- Genre: Comedy drama
- Based on: Decline and Fall by Evelyn Waugh
- Written by: James Wood
- Directed by: Guillem Morales
- Starring: Jack Whitehall; David Suchet; Eva Longoria; Douglas Hodge; Vincent Franklin; Stephen Graham; Matthew Beard; Oscar Kennedy;
- Composer: Paul Englishby
- Country of origin: United Kingdom
- Original language: English
- No. of series: 1
- No. of episodes: 3

Production
- Executive producers: Shane Allen; Ben Cavey; Will Gould; Chris Sussman; Frith Tiplady; James Wood;
- Producer: Matthew Bird
- Running time: 55 minutes
- Production companies: Cave Bear Productions Tiger Aspect Productions

Original release
- Network: BBC One
- Release: 31 March – 14 April 2017

= Decline and Fall (TV series) =

2017 BBC television series

Decline and Fall is a three-part British comedy drama series based on the 1928 novel of the same name by Evelyn Waugh that first aired from 31 March to 14 April 2017 on BBC One. It was adapted by James Wood and directed by Guillem Morales.

==Cast==

- Jack Whitehall as Paul Pennyfeather
- David Suchet as Dr.

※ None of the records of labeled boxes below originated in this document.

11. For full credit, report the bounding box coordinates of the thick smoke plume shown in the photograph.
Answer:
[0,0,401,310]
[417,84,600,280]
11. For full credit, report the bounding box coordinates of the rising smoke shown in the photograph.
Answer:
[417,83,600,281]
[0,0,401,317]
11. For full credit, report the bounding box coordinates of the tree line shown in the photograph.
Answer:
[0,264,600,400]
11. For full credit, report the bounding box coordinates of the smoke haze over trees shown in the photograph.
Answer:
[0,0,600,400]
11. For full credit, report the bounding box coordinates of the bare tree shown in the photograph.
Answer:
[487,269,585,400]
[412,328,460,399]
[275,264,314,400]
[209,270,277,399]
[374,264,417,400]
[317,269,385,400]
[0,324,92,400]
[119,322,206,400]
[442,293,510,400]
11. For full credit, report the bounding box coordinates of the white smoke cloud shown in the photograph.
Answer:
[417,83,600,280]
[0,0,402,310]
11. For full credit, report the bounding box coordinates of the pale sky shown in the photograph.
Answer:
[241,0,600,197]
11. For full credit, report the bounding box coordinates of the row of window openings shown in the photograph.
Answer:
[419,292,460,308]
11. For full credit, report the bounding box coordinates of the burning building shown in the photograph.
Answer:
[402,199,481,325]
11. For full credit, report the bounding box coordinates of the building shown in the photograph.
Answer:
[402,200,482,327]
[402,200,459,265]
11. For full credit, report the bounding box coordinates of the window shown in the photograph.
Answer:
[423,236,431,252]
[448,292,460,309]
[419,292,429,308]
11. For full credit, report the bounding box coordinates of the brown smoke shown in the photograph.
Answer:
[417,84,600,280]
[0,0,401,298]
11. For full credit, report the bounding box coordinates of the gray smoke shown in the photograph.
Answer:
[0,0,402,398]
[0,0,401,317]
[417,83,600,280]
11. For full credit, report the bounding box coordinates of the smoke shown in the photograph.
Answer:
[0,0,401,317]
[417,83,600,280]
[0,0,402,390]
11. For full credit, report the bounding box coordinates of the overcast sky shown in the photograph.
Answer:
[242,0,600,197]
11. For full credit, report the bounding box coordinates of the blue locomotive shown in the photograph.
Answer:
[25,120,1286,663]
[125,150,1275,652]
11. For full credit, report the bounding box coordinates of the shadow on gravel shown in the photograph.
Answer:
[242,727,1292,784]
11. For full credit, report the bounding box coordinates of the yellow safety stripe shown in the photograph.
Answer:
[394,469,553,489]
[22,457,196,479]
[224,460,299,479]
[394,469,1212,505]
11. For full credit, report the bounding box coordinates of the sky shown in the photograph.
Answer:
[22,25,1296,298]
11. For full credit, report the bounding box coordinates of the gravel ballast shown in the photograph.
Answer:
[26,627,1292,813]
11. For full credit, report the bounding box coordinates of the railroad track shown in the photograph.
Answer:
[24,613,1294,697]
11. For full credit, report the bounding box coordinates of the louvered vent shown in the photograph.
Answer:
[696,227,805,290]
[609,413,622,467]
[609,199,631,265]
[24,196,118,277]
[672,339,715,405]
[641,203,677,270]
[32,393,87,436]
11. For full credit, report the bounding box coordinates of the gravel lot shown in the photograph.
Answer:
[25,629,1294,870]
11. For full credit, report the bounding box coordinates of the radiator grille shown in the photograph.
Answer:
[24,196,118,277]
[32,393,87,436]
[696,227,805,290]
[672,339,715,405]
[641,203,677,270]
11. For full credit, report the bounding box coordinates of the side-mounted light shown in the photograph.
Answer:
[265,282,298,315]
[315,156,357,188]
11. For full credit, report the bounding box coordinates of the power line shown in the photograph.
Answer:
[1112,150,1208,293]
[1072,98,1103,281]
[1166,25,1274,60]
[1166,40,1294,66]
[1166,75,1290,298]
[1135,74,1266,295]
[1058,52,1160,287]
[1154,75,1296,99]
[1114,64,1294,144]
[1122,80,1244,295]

Fagan
- Eva Longoria as Margot Beste-Chetwynde
- Douglas Hodge as Grimes
- Vincent Franklin as Prendergast
- Stephen Graham as Philbrick
- Matthew Beard as Arthur Potts
- Oscar Kennedy as Peter Beste-Chetwynde
- Tim Pigott-Smith as Sniggs
- Tom Stourton as Alistair Digby-Vaine-Trumpington
- Katy Wix as Florence Fagan
- Gemma Whelan as Diane Fagan
- Felix Griffin Pain as Tangent
- Hugo Beazley as Clutterbuck
- Tony Guilfoyle as Vicar
- Robert Hughes as Marseille Main Worker
- Eleri Morgan as Jane Jenkins

==Episodes==

| No. | Title | Directed by | Written by | Original release date | UK viewers (millions) |
| 1 | "Episode 1" | Guillem Morales | James Wood | 31 March 2017 | 4.49 |
When Paul Pennyfeather is unfairly expelled from Oxford University, he finds his only option is to go and teach at a substandard boarding school in rural Wales. There he meets a colourful cast of characters, including the alluring Margot Beste-Chetwynde, a wealthy widow with designs on the naive Paul.
| 2 | "Episode 2" | Guillem Morales | James Wood | 7 April 2017 | Under 3.12 |
Paul Pennyfeather finds himself tutoring the son of Margot Beste-Chetwynde over the school summer holidays. As he tries to act natural among the higher echelons of 1920s society crowding Margot's elegant home, Paul wonders whether the feelings he fosters for the wealthy and alluring widow are returned.
| 3 | "Episode 3" | Guillem Morales | James Wood | 14 April 2017 | Under 2.95 |
Valiantly taking the fall for the murky deeds of Margot, Paul Pennyfeather finds himself in deep trouble with the law. Will Paul be able to escape imprisonment, and will Margot wait for him if he doesn't?